A self-contained Brain Benchmark (12 dimensions, 3 categories) is also included: neurox benchmark.


Surface Parity

Neurox exposes three access surfaces. The core memory operations — save, recall, context, and session — use the same shared pipeline across all three, guaranteeing identical quality, provenance, and hooks regardless of how you connect.

Capability CLI MCP HTTP
save (shared pipeline, provenance, facts, embeddings)
recall (FTS5 + semantic + temporal intent + provenance)
context (proactive retrieval + reflections)
session_start / session_end (observation extraction)
update
forget (soft-delete)
invalidate (+ replacement)
status
git_hook
reflect
consolidate
health_check
curate
backup
audit (full observation lifecycle)
graph (interactive visualization)
benchmark
export / import
reembed
Web dashboard (Brain, Explorer, Graph, Health)

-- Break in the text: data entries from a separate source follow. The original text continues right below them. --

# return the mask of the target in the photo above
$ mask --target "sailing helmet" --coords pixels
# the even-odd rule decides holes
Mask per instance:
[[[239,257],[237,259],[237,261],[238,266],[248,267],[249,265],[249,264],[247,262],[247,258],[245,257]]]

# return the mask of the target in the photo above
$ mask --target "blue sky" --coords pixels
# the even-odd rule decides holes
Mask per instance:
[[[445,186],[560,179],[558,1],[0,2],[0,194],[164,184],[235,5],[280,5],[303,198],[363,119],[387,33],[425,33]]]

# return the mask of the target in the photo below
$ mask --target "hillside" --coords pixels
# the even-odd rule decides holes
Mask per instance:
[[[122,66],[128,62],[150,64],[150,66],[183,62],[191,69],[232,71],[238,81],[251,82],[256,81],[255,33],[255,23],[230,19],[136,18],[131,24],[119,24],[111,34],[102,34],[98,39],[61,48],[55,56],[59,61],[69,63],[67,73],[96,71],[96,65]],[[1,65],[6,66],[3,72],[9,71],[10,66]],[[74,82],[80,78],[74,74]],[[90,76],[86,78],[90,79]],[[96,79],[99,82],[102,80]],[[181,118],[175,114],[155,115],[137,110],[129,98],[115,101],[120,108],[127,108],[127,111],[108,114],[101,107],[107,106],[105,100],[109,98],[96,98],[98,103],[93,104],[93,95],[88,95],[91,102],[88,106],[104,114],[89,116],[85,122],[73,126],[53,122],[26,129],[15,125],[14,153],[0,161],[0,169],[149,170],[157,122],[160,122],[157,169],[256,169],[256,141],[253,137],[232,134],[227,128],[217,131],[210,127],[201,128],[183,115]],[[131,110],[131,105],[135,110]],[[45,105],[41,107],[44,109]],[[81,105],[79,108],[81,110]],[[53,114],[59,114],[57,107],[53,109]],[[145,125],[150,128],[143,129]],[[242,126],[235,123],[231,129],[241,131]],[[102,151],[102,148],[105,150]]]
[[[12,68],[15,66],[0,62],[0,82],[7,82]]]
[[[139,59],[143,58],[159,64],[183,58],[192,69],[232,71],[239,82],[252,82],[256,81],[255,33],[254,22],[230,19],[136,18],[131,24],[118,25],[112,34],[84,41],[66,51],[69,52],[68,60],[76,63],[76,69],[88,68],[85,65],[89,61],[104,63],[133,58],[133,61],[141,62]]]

Concurrency model: MCP and HTTP use an async SaveQueue with background workers. CLI uses the same pipeline synchronously (the process exits after each command). The quality gates, fact extraction, and embedding hooks are identical in all cases.

MCP Tools

Tool Description
save Save observation with FTS5 indexing and temporal extraction
recall Search with hybrid scoring (FTS5 + semantic + temporal)
context Proactive context: recent + important + file-linked
update Update observation by ID
forget Soft-delete
invalidate Mark incorrect, optionally create replacement with supersedes link
status Brain stats: layers, staleness, facts, providers
session_start Start work session, return relevant context
session_end End session with summary
git_hook Report changed files, mark linked observations stale
reflect Synthesize insights from Working-layer observations
consolidate Force immediate consolidation cycle
health_check Brain power score (0-100%) with recommendations
curate Deep curation with external LLM
backup Safe database backup while server is running

Full tool inputs and parameters: docs/reference.md


Documentation

Topic Link
Quickstart docs/quickstart.md
Concepts & vocabulary docs/concepts.md — memory layers, temporal intent, decay curves, knowledge graph, provenance, debug mode, brain power score
Full reference docs/reference.md — CLI commands, REST API, MCP tool inputs, configuration, environment variables, architecture
Claude Code docs/claude-code.md
Claude Desktop docs/claude-desktop.md
Cursor docs/cursor.md
VS Code docs/vscode.md
OpenCode docs/opencode.md

Technology

  • Go 1.26+ — single binary, goroutines for background consolidation
  • SQLite 3 — WAL mode, FTS5 full-text search, via mattn/go-sqlite3 (CGO, native SQLite performance)
  • MCP — Model Context Protocol via mark3labs/mcp-go
  • Embeddings — Ollama or any OpenAI-compatible API (optional)
  • LLM — Ollama or OpenAI-compatible (optional)
  • IDs — ULID (monotonic, sortable) via oklog/ulid

Platform Support

Platform Architecture Binary Homebrew Build from source
macOS Apple Silicon (arm64)
macOS Intel (amd64)
Linux x86_64 (amd64)
Linux ARM64 (arm64)
Windows x86_64 (amd64)
Windows ARM64 untested
FreeBSD any untested

Prebuilt binaries are attached to every GitHub Release. No Go, no C compiler, no dependencies — download and run.

Homebrew installs prebuilt binaries via the joeldevz/tap.

Build from source requires Go 1.26+ and a C compiler (gcc, clang, or MinGW on Windows) with CGO_ENABLED=1 -tags sqlite_fts5.

License

BSL 1.1 — You can use, modify, and distribute Neurox for any purpose except offering it as a commercial hosted service competing with the Licensor. On 2030-03-28, it converts automatically to Apache 2.0.

Same model as Sentry, CockroachDB, HashiCorp, and MariaDB.